People drank more alcohol both in terms of amount and how often it was consumed during the initial coronavirus lockdowns across the world last year, according to an Organization for Economic Cooperation and Development survey.
Of about 60,000 individuals from 11 countries surveyed for seven weeks from May to June 2020, 43 percent said they drank more often than before the first wave of COVID-19, 26 percent said less often and 31 percent saw no change.
Thirty-six percent said their alcohol consumption increased, while 21 percent said it decreased and 43 percent said it was unchanged.
Stefano Scarpetta, director for employment, labor and social affairs at the OECD, said alcohol sales at restaurants and bars plummeted but drinking at home increased.
Increased alcohol consumption possibly reflects high stress levels, Scarpetta said.
It was also found that the number of emergency calls about domestic violence rose 60 percent across European Union countries during the pandemic, according to the Paris-based club of 38 mostly wealthy countries.
"Lockdown and stay at home orders exacerbated some of the negative behaviors associated with harmful alcohol consumption," it said.
Sales of alcohol drinks and accompanying tax revenues grew some 3 to 5 percent last year from 2019 in some nations such as Britain, the United States and Germany.
The survey showed the probability of binge drinking -- which it defined as having over 80 percent of a bottle wine or 1.5 liters of beer per drinking occasion -- increased for 23 percent of the respondents, but was reduced for 29 percent.
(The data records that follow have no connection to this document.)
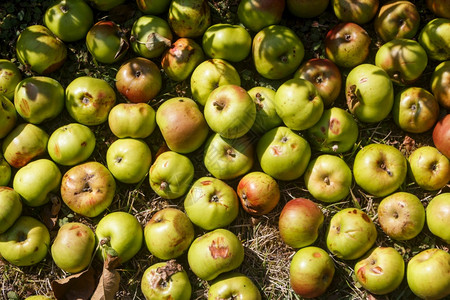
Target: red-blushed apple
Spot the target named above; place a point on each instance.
(259, 193)
(401, 216)
(311, 272)
(350, 234)
(299, 223)
(381, 270)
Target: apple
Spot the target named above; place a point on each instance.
(257, 14)
(228, 158)
(171, 175)
(139, 80)
(120, 231)
(283, 154)
(429, 168)
(169, 233)
(300, 222)
(39, 50)
(277, 52)
(298, 104)
(166, 280)
(404, 60)
(25, 243)
(401, 216)
(311, 272)
(347, 45)
(427, 274)
(209, 75)
(89, 100)
(129, 160)
(38, 99)
(230, 111)
(211, 203)
(438, 216)
(71, 144)
(88, 188)
(214, 253)
(369, 93)
(73, 247)
(328, 178)
(69, 20)
(24, 143)
(182, 124)
(381, 270)
(36, 181)
(10, 207)
(226, 41)
(258, 192)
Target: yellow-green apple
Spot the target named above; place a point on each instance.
(228, 158)
(401, 216)
(328, 178)
(169, 233)
(211, 203)
(89, 100)
(69, 20)
(120, 231)
(25, 243)
(283, 154)
(38, 49)
(182, 124)
(258, 192)
(129, 160)
(38, 99)
(429, 168)
(347, 45)
(311, 272)
(350, 234)
(88, 188)
(25, 142)
(277, 52)
(73, 247)
(171, 175)
(214, 253)
(300, 222)
(209, 75)
(381, 270)
(166, 280)
(379, 169)
(427, 274)
(369, 93)
(139, 80)
(230, 111)
(438, 216)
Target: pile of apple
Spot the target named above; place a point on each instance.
(258, 136)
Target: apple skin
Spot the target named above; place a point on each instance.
(25, 243)
(277, 52)
(328, 178)
(311, 272)
(73, 247)
(88, 188)
(120, 231)
(381, 270)
(215, 252)
(401, 216)
(258, 192)
(350, 234)
(438, 216)
(169, 233)
(211, 203)
(427, 274)
(299, 223)
(429, 168)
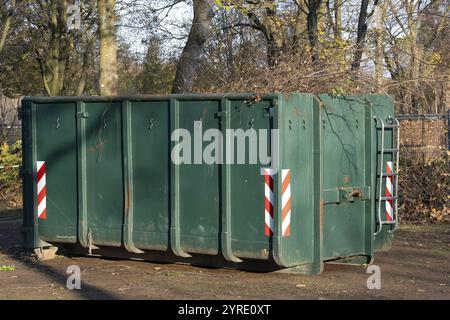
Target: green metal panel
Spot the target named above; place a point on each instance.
(347, 123)
(149, 141)
(111, 181)
(56, 141)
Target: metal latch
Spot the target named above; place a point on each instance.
(220, 114)
(82, 114)
(23, 172)
(346, 194)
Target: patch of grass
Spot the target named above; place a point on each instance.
(7, 267)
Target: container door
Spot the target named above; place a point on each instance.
(56, 171)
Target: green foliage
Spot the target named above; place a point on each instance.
(7, 268)
(425, 190)
(9, 177)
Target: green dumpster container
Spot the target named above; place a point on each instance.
(114, 177)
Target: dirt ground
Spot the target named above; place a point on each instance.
(417, 267)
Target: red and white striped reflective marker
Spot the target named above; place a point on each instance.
(286, 203)
(41, 190)
(389, 192)
(268, 202)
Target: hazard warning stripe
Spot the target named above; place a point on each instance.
(41, 190)
(389, 192)
(286, 202)
(268, 202)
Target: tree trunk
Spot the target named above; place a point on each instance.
(338, 19)
(108, 82)
(379, 46)
(361, 35)
(312, 26)
(299, 27)
(7, 25)
(53, 65)
(189, 62)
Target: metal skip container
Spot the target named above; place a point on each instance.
(258, 182)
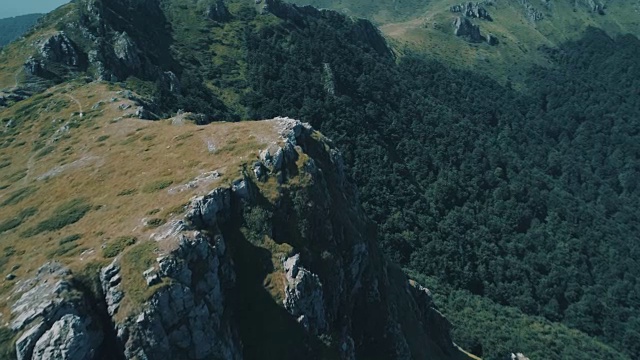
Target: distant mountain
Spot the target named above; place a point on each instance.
(11, 28)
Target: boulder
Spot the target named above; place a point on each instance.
(465, 28)
(218, 12)
(126, 51)
(472, 10)
(60, 49)
(67, 339)
(492, 39)
(303, 296)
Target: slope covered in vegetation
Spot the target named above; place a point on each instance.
(525, 197)
(13, 27)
Nearly half answered that it did not change.
Since late 2019 when the first virus outbreak was detected in the central Chinese city of Wuhan, many major cities have taken confinement measures such as hard lockdowns to curb the virus spread, forcing restaurants and bars to shut down or close earlier than usual and people to stay at home.
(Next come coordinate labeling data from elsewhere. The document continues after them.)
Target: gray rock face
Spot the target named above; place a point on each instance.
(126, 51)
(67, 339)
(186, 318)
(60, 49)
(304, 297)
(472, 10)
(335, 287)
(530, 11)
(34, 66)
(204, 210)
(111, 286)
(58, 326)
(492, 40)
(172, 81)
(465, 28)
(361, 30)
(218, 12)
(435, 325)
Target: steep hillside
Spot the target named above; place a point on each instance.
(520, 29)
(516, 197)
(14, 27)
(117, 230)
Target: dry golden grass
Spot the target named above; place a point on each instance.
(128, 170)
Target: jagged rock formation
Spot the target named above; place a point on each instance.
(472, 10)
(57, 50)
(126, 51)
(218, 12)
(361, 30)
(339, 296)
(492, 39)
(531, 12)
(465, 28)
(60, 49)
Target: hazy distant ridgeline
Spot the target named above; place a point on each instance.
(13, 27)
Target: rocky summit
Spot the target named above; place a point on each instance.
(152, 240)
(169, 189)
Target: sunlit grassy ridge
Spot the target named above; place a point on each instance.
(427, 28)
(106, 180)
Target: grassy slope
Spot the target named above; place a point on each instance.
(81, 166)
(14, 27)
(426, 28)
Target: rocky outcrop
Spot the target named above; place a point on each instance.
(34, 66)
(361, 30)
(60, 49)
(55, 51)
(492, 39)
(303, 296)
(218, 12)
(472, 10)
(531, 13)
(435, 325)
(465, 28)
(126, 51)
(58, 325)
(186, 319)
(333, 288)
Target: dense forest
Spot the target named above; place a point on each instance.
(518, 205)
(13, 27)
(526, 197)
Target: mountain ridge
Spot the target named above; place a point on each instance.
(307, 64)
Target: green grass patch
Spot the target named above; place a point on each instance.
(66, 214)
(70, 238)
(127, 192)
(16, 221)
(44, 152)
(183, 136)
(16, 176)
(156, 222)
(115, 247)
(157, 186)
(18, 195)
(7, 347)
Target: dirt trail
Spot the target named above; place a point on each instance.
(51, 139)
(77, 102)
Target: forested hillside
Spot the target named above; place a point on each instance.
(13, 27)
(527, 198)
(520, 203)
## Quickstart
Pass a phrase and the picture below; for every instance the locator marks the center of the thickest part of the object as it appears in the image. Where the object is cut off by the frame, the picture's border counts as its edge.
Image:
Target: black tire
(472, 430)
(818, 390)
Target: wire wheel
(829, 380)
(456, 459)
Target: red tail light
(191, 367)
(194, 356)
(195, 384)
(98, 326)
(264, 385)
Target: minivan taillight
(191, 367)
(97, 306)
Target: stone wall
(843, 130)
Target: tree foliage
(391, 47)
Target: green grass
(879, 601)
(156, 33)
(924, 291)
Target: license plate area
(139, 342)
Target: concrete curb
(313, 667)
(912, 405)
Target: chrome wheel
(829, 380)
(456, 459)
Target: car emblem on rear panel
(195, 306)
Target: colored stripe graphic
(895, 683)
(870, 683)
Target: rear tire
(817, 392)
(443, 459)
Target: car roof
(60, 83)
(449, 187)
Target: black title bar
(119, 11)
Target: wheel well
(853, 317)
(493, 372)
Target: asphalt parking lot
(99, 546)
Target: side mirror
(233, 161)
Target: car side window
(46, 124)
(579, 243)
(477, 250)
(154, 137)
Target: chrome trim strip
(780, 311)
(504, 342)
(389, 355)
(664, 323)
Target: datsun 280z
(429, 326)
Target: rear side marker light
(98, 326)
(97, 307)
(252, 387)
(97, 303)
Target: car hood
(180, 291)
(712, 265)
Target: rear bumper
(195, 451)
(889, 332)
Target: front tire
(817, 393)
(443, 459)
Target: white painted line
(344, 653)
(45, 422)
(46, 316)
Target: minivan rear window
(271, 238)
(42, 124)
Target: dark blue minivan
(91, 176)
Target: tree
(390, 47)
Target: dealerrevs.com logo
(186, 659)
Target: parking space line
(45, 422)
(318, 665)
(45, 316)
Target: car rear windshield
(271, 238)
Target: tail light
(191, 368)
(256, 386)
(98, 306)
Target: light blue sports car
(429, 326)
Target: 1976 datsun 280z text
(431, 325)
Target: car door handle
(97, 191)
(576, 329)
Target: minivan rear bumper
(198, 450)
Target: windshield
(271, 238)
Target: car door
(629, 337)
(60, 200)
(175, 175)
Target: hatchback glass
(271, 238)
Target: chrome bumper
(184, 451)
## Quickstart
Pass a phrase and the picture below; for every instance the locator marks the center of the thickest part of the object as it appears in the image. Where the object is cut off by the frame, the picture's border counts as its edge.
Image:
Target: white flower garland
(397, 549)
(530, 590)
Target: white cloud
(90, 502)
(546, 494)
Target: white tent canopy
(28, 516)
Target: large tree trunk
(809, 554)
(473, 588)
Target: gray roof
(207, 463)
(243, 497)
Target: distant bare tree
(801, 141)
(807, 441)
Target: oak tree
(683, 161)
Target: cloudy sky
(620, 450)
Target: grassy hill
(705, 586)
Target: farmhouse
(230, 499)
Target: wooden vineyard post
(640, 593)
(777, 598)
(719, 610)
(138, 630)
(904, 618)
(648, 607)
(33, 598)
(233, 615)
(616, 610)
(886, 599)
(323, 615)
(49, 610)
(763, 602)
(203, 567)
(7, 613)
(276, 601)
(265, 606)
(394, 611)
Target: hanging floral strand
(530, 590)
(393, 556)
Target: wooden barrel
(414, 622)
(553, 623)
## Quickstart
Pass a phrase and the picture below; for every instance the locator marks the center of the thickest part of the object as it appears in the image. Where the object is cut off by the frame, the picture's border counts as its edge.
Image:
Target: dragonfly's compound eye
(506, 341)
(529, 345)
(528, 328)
Scarpetta warned the reopening of the economy means that supportive measures for pandemic-hit sectors and individuals will be removed, a development that could lead to further bankruptcies and unemployment, and put people at risk of engaging in "harmful patterns of drinking" to get rid of stress.
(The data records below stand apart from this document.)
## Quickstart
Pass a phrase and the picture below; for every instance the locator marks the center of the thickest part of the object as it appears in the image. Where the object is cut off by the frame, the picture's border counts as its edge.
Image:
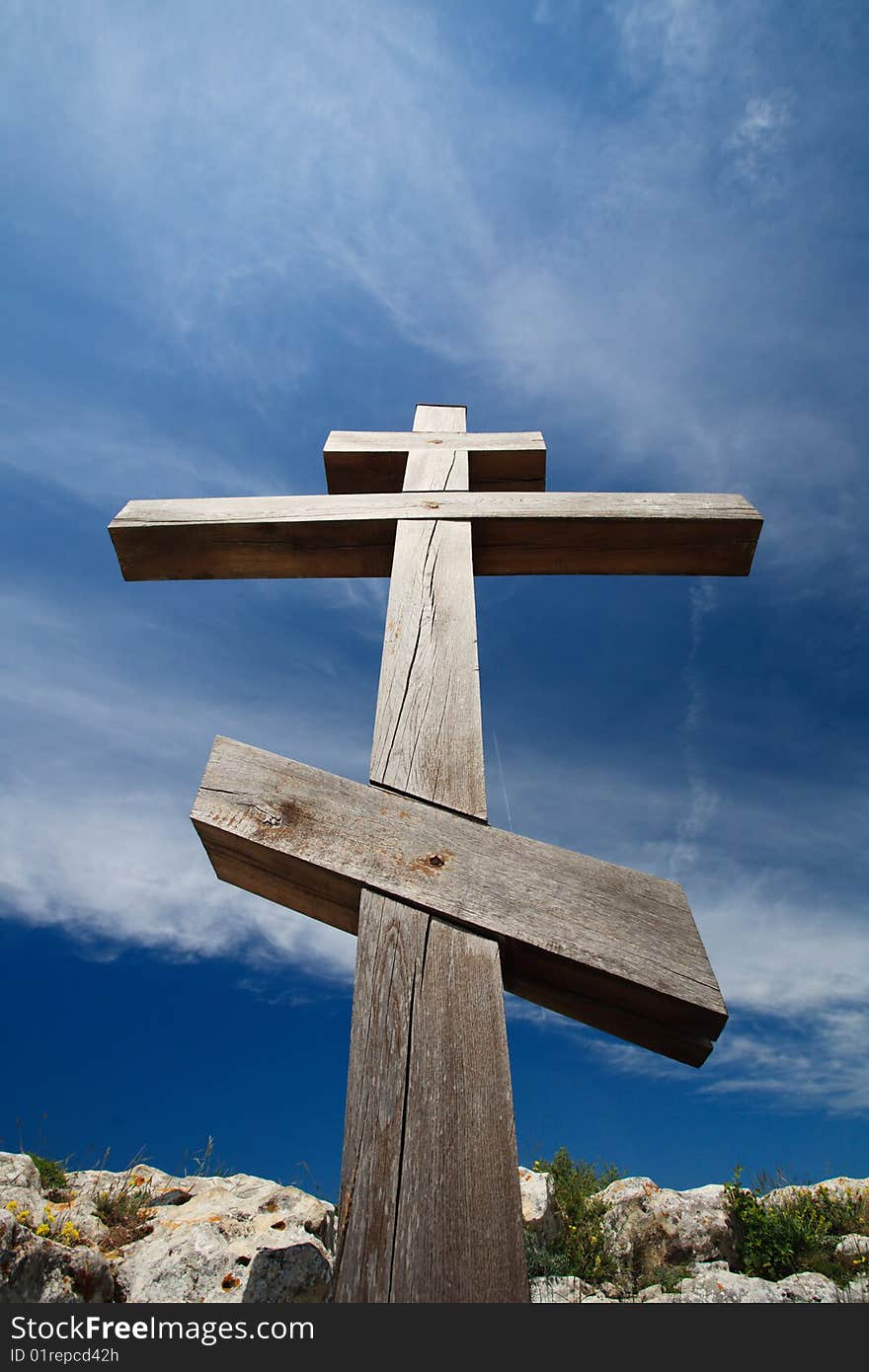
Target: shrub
(581, 1249)
(52, 1174)
(798, 1234)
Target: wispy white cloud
(755, 140)
(242, 189)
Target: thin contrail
(497, 751)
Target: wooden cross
(447, 910)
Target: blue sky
(228, 229)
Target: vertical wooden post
(430, 1207)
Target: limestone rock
(839, 1188)
(20, 1171)
(198, 1262)
(654, 1227)
(853, 1246)
(562, 1291)
(715, 1284)
(538, 1209)
(38, 1269)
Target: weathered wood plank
(376, 461)
(513, 533)
(615, 949)
(429, 734)
(389, 970)
(460, 1149)
(430, 1206)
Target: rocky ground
(143, 1235)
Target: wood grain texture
(429, 735)
(460, 1149)
(426, 1189)
(608, 946)
(430, 1205)
(514, 533)
(376, 461)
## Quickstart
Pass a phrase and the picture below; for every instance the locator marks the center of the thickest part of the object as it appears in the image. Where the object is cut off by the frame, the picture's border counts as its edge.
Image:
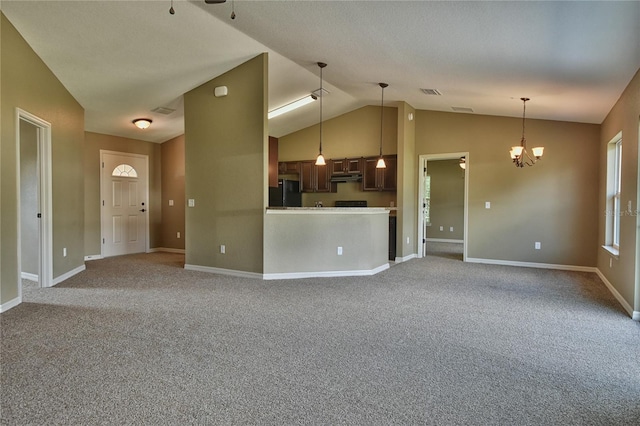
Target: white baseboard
(166, 249)
(635, 315)
(69, 274)
(28, 276)
(324, 274)
(532, 264)
(222, 271)
(405, 258)
(10, 304)
(444, 240)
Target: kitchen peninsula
(302, 242)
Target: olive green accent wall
(554, 202)
(447, 199)
(354, 134)
(173, 189)
(94, 142)
(407, 193)
(28, 84)
(226, 158)
(29, 197)
(624, 117)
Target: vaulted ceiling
(122, 59)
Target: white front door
(125, 204)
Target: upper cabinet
(380, 179)
(346, 165)
(315, 178)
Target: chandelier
(519, 153)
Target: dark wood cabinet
(380, 179)
(314, 178)
(346, 165)
(289, 167)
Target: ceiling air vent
(163, 110)
(431, 92)
(462, 109)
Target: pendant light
(320, 160)
(381, 164)
(519, 154)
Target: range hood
(347, 177)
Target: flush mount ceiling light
(463, 163)
(519, 154)
(291, 106)
(320, 160)
(381, 164)
(142, 123)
"It is difficult to know whether these changes will continue when living conditions go back to normality, but the experience of previous crises suggests that we may see an increase in problematic drinking in the medium term," he said.
The data was collected in 10 OECD members -- Australia, Austria, France, Germany, Ireland, the Netherlands, New Zealand, Switzerland, Britain and the United States -- plus Brazil, a non-OECD member.